EXPOSE DES FAITS ET DE LA PROCEDURE
[Y] [G] et [X] [B] sont propriétaires des lots 409 (appartement) et 439 (cave) au sein de la résidence [Adresse 24] soumise au statut de la copropriété. Ils ont confié la réalisation de travaux de rénovation au sein de leurs appartements :
— à l’entreprise [S] [CA] Design, assurée auprès de la société Euromaf,
— à la société Bfr Concept et Bois en qualité d’entrepreneur, suivant devis du 23 octobre 2018 pour un coût total de 118 658,63 euros, assurée auprès de la société Maaf Assurances.
Suite à la réalisation de ces travaux, des désordres sont apparus dans les appartements situés en-dessous appartenant à [V] [W] et [RY] [W] épouse [K] (lot 403) et à [I] [J] (lot 404), dans l’appartement voisin appartenant à [IU] [P] et [T] [H] épouse [P] (lot 410) et dans les parties communes.
Par ordonnance de référé du 16 avril 2019, une expertise a été ordonnée et confiée à [D] [JW].
L’expert judiciaire a rendu son rapport le 19 avril 2021.
Par acte de commissaire de justice en date des 27, 31 octobre, 8 et 27 novembre 2023, le [Adresse 34] [Adresse 24], [IU] [P], [T] [H] épouse [P], [I] [J], [V] [W] et [RY] [W] épouse [K] ont fait assigner [Y] [G], [X] [B], l’entreprise unipersonnelle à responsabilité limitée [S] [CA] Design, la société Euromaf, la société à responsabilité limitée Bfr Concept et Bois et la société anonyme Maaf Assurances devant le Tribunal judiciaire de Lisieux.
La clôture de la procédure est intervenue le 19 novembre 2025.
L’affaire a été appelée à l’audience de plaidoirie du 2 décembre 2025 et mise en délibéré au 20 février 2026, délibéré avancé au 02 février 2026.

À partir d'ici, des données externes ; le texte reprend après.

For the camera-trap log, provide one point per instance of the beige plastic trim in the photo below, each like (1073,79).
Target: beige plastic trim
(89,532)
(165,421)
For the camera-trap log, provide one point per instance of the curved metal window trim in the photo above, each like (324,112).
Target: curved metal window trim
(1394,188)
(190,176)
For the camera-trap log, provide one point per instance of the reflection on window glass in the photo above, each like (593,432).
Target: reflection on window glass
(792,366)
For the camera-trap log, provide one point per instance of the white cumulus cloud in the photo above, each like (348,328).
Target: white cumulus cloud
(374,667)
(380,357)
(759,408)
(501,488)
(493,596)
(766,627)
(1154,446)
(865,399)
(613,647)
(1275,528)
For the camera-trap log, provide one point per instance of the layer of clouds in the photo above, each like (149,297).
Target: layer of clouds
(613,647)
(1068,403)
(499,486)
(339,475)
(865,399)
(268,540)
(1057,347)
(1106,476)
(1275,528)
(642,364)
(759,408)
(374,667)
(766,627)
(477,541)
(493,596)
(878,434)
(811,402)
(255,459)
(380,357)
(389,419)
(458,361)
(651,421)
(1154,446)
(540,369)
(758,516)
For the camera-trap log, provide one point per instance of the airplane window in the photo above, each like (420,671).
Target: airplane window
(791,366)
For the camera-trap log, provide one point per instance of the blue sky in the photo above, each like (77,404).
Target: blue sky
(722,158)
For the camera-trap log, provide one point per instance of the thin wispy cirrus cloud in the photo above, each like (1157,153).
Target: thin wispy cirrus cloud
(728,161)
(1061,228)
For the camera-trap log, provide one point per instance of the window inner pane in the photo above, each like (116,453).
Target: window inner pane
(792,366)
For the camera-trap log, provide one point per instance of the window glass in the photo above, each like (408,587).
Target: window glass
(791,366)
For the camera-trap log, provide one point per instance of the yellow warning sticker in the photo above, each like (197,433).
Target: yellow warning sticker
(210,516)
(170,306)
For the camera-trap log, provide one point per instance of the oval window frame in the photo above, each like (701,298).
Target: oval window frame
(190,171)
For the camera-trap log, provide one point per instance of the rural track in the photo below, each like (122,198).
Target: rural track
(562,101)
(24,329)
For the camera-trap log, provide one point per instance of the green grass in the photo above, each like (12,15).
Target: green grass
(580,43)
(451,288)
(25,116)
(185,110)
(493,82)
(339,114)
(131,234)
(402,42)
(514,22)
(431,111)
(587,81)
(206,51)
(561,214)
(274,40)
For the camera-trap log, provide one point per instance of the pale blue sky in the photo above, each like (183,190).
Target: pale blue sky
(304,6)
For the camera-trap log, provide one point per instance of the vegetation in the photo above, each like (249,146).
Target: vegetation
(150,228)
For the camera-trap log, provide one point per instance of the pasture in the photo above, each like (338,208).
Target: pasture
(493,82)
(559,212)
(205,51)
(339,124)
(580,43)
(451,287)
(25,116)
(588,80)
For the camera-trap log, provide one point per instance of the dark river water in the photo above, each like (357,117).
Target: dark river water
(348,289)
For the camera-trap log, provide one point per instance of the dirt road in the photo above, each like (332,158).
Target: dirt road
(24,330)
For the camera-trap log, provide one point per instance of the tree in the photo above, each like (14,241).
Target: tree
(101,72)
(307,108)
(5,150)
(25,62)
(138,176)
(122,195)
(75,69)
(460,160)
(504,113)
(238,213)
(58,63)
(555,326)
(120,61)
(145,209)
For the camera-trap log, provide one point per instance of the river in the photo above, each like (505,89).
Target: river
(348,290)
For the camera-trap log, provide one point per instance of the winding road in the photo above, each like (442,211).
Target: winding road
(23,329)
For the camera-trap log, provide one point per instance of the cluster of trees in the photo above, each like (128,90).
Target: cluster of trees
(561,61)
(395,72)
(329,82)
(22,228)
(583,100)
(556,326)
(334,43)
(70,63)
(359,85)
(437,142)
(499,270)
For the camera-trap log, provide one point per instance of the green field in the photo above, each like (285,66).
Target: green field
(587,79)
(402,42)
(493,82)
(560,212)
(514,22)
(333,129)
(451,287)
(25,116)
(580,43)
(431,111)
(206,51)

EXPOSE DES PRETENTIONS ET MOYENS DES PARTIES
Suivant dernières conclusions notifiées par voie électronique le 5 mai 2025, le [Adresse 34] [Adresse 24], [IU] [P], [T] [H] épouse [P], [I] [J], [V] [W] et [RY] [W] épouse [K] sollicitent du tribunal, au visa des articles 544 et suivants du code civil, 1231-1, 1240, 1241 du code civil, et L124-3 du Code des assurances, de :
— condamner solidairement Monsieur [G] et Monsieur [E] [O], la sarl [CA], la société Euromaf, l’entreprise Bfr et la société Maaf à payer aux requérants les sommes suivantes :
* au syndicat des copropriétaires de la résidence [Adresse 24] :
— 522,50 euros ttc au titre des travaux de reprise de peinture, avec indexation sur l’indice BT 01 entre la date du devis et la date du règlement à intervenir,
— 100 euros au titre de la mise en sécurité suite à la destruction de la cheminée – facture maçonnerie [YS] avec intérêts au taux légal à compter de l’assignation,
— 689,15 euros au titre de la pose des jauges selon facture [C] avec intérêts au taux légal à compter de l’assignation,
— 2 700 euros au titre de la remise en état du gazon suite au passage de la nacelle pour la réalisation des essais fumigènes de l’entreprise Cbs du 16 novembre 2020 dans le cadre de l’expertise selon facture [L] avec intérêts au taux légal à compter de l’assignation,
— 4 114,80 euros au titre du coût de l’intervention de l’architecte de la copropriété avec intérêts au taux légal à compter de l’assignation,
— 720,28 euros au titre des frais de constat d’huissier du 14 décembre 2018 et du 21 mars 2019 avec intérêts au taux légal à compter de l’assignation,
— 1.836,81 euros au titre des frais de syndic avec intérêts au taux légal à compter de l’assignation
* à Mesdames [W] : 2 532,55 euros au titre des frais de remise en état des fissures, avec indexation sur l’indice BT 01 entre la date du dépôt du rapport et la date du règlement à intervenir,
* à Monsieur [J] : 3 049,17 euros au titre des frais de remise en état des fissures, avec indexation sur l’indice BT 01 entre la date du dépôt du rapport et la date du règlement à intervenir,
* à Monsieur et Madame [P] : 1 575,36 euros au titre des frais de remise en état des fissures, avec indexation sur l’indice BT 01 entre la date du dépôt du rapport et la date du règlement à intervenir.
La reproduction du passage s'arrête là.